Meeting 1202 Minutes

Minutes from the 1202nd Meeting of the Cambridge Entomological Club

President Tianzhu Xiong called the 1202nd meeting of the Cambridge Entomological Club to order at 7:40 pm on Tuesday, February 11th, 2020 in MCZ 101.

Approx. 16 members and guests were in attendance.

Old business: Wendy Andrea Valencia Montoya and Brian Chan were confirmed for membership.

New business:

Scott Smyers announced upcoming field trips to Appledore Island on July 11 and Wachusett Mountain.

Jay Shetterly brought a 1986 copy of the club’s longtime publication, Psyche.

Our speaker was Douglas Paton, Senior Postdoc at Harvard’s T.H. Chan School of Public Health.
His talk was entitled “Deadly cargo: How a mosquito’s impulse to reproduce drives human illness”

Anautogeny (blood feeding, which allows a female mosquitoto provision her eggs with essential lipids and proteins), is the fundamental driver of a number of human diseases, including malaria. Dr. Paton presented an overview of the biology of the major Afro-tropical malaria mosquito vector, Anopheles gambiae sensu stricto and its sibling species.

Mosquito mating and blood feeding behavior plus the biology of the causative agent of malaria, Plasmodium falciparum, interact to determine the transmission of malaria.
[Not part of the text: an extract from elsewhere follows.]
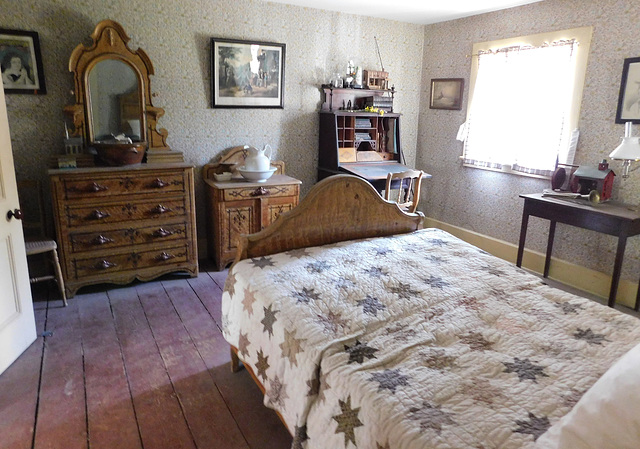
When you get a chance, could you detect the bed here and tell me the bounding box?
[221,174,640,449]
Transmission requires that the mosquito take multiple blood meals: first from an infected host, and in turn to an uninfected person. This requires a mosquito life span of 3-4 weeks, making old mosquitoes the most dangerous.
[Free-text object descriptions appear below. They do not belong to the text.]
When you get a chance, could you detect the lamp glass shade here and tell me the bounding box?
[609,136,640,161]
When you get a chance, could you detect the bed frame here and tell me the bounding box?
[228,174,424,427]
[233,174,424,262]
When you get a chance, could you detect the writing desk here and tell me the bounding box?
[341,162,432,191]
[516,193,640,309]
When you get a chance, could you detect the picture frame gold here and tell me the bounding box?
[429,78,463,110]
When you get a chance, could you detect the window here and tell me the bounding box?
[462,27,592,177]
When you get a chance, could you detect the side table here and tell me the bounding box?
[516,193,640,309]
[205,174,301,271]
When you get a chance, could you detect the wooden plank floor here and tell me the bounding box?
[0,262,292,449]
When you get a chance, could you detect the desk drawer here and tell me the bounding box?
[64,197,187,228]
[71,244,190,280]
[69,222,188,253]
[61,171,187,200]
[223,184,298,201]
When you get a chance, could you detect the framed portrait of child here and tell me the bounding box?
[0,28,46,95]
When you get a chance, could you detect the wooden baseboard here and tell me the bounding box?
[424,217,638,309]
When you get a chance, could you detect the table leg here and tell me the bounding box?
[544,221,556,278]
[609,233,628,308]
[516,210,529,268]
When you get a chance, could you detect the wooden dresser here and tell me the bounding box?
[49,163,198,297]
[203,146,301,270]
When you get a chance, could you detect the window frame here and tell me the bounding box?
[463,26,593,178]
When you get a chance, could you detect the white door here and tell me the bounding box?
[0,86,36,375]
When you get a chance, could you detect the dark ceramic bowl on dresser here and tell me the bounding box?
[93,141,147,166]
Bednets treated with insecticide have been a successful method of controlling malaria infections, but resistance to the insecticides that are safe for use in bednets is becoming a problem so alternative solutions are being investigated.

Research from the Catteruccia lab and elsewhere shows that mosquito mating, blood-feeding, egg development and malaria parasite transmission are linked through the action of the steroid hormone 20-hydroxyecdysone (20E). 20E is a component of a plug transferred along with a sperm bundle during mating and is essential for successful mating. Interruption of this process has potential for mosquito control. Another possibility is “curing” the mosquito with ATQ, a prophylactic that interrupts transmission of the parasite.

The meeting was adjourned at 8:55 for discussion and refreshments.